Provedores que infrigem a lei

Agora vamos para a questão, a forma do conteúdo distribuído pela internet. O CEO do Grupo Claro no Brasil faz duras críticas a certos provedores tradicionais de TV que estão partindo para a oferta de TV na internet. 

“Vejo Fox, Première, NFL, todo mundo indo direto para a Internet. Não está previsto em lei o que eles estão fazendo. Aliás, está previsto em lei: na Lei do SeAC. “Quer fazer? Precisa ser SeAC, com todas as obrigações. Se você está fazendo alguma coisa que está embaixo da legislação, tem que cumprir a lei. Pode gostar ou não (da lei), pode trabalhar para revogá-la, mas é a que existe e está sendo descaradamente infringida e ninguém fala nada”

Mas qual o problema de oferecer conteúdo na internet, isso não seria uma plataforma on demand? Felix destaca que ao contrário do que parece, esses casos não se comparam, por exemplo, ao Netflix e Amazon, serviços que o executivo defende o seu modelo de negócio.

No caso da Fox,Premiere e NFL, citado por Felix, não é uma oferta especial de programação, o que eles fazem é ofertar o mesmo conteúdo dos canais pagos, principalmente as transmissões ao vivo.
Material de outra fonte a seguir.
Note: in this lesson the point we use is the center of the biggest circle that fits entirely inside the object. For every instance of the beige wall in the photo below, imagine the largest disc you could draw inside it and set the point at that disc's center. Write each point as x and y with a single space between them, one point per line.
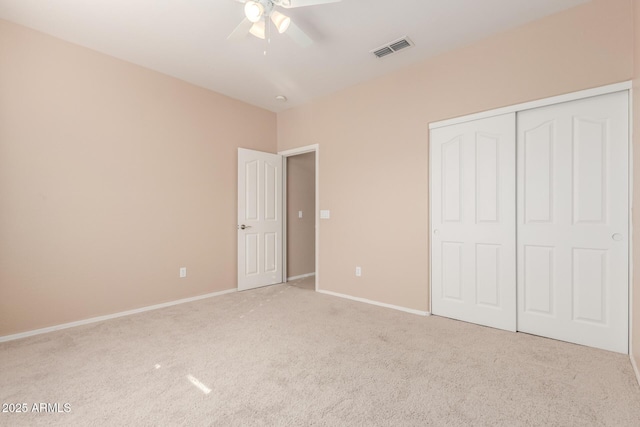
301 196
112 177
374 138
Para resolver essa questão, o CEO da Claro diz que é preciso mudar a lei, mas enquanto isso não foi feito, não se pode fazer esse tipo de negócio.
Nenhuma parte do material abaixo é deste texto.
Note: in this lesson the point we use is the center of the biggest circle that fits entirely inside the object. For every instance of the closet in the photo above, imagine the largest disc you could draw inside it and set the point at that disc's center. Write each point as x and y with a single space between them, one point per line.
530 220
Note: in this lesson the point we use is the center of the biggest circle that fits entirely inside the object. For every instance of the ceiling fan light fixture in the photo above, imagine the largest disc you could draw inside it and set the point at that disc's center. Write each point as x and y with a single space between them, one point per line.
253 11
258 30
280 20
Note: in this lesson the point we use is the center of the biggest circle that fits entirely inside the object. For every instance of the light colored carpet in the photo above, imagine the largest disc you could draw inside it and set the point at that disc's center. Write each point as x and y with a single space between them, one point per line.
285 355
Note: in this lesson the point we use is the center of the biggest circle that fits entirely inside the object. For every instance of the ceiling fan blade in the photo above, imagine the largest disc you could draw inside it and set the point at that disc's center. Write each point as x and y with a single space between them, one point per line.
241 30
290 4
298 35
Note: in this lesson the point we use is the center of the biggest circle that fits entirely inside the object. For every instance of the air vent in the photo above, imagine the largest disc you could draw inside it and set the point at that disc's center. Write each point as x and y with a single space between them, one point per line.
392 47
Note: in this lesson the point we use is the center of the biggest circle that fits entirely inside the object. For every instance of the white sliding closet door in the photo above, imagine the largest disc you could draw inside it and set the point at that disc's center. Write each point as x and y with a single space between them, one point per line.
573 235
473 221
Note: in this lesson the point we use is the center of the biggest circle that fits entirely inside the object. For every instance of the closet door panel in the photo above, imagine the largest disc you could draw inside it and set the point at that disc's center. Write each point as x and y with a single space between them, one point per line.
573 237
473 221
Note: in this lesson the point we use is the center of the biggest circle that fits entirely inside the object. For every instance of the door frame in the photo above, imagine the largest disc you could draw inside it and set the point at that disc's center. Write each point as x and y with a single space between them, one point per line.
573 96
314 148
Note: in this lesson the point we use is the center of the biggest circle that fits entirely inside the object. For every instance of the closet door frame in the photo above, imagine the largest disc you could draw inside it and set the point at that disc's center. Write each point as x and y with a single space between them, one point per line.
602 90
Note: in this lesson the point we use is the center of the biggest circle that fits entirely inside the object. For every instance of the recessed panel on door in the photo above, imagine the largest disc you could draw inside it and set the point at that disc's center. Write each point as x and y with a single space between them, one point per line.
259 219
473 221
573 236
A Claro já analisou juridicamente a questão, a conclusão é que se o conteúdo é linear, pela internet, o provedor teria que seguir as leis do SeAC.
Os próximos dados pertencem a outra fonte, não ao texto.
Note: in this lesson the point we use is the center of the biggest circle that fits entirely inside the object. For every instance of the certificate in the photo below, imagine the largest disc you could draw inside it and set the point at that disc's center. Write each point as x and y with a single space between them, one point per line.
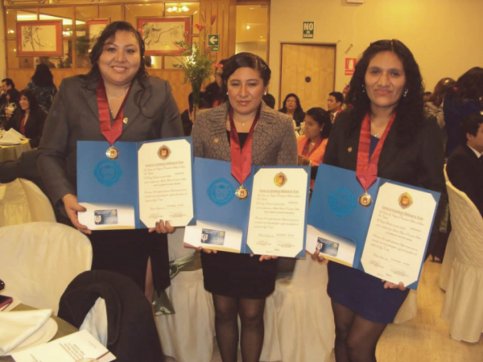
136 184
269 221
386 238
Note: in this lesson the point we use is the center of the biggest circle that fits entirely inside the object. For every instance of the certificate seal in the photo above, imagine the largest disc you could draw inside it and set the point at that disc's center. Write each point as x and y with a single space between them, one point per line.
280 179
112 153
241 192
221 191
107 172
405 200
365 199
164 152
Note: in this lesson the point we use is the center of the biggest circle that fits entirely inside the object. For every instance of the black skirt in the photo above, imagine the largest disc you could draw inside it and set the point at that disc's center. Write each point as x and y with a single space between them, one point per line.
127 252
238 275
364 294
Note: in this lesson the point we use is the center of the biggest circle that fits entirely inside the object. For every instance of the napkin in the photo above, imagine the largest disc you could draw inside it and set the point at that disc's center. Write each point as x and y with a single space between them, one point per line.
11 137
16 327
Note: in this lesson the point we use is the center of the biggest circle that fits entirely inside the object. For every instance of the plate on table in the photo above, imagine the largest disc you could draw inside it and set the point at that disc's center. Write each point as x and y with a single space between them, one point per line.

Cliente, refém dos canais indesejados



Outro tema que sempre causa polêmica, a questão do empacotamento de canais. “O assinante quer contratar e pagar pelos canais que gosta. Pode inclusive pagar pela cauda longa, porque as pessoas têm gostos variados. Há canais de baixíssima audiência, mas que despertam o interesse de um público e precisam ser oferecidos, valoriza a nossa oferta. Mas do jeito que as coisas são hoje, não dá para fazer, porque somos obrigados pelo programador a levar um monte de canais para todo mundo, mesmo que o cliente queira só canal A ou B”, diz o executivo. “Com isso eu empurro para o cliente um monte de canal que ele não quer, porque não tenho opção”, pontua Felix.

O CEO da Claro ainda disse que certos canais nem deveriam existir, ou então que eles fossem sustentados por propaganda. A realidade vigente hoje, faz com que a TV por assinatura continue nas mãos das classes A e B. 
“São milhões de pessoas. Mas só quem pode pagar pelo modelo atual é a classe A e B. Há gente de classe C que paga porque adora, mas se o modelo fosse mais adequado, se teria muito mais assinantes.”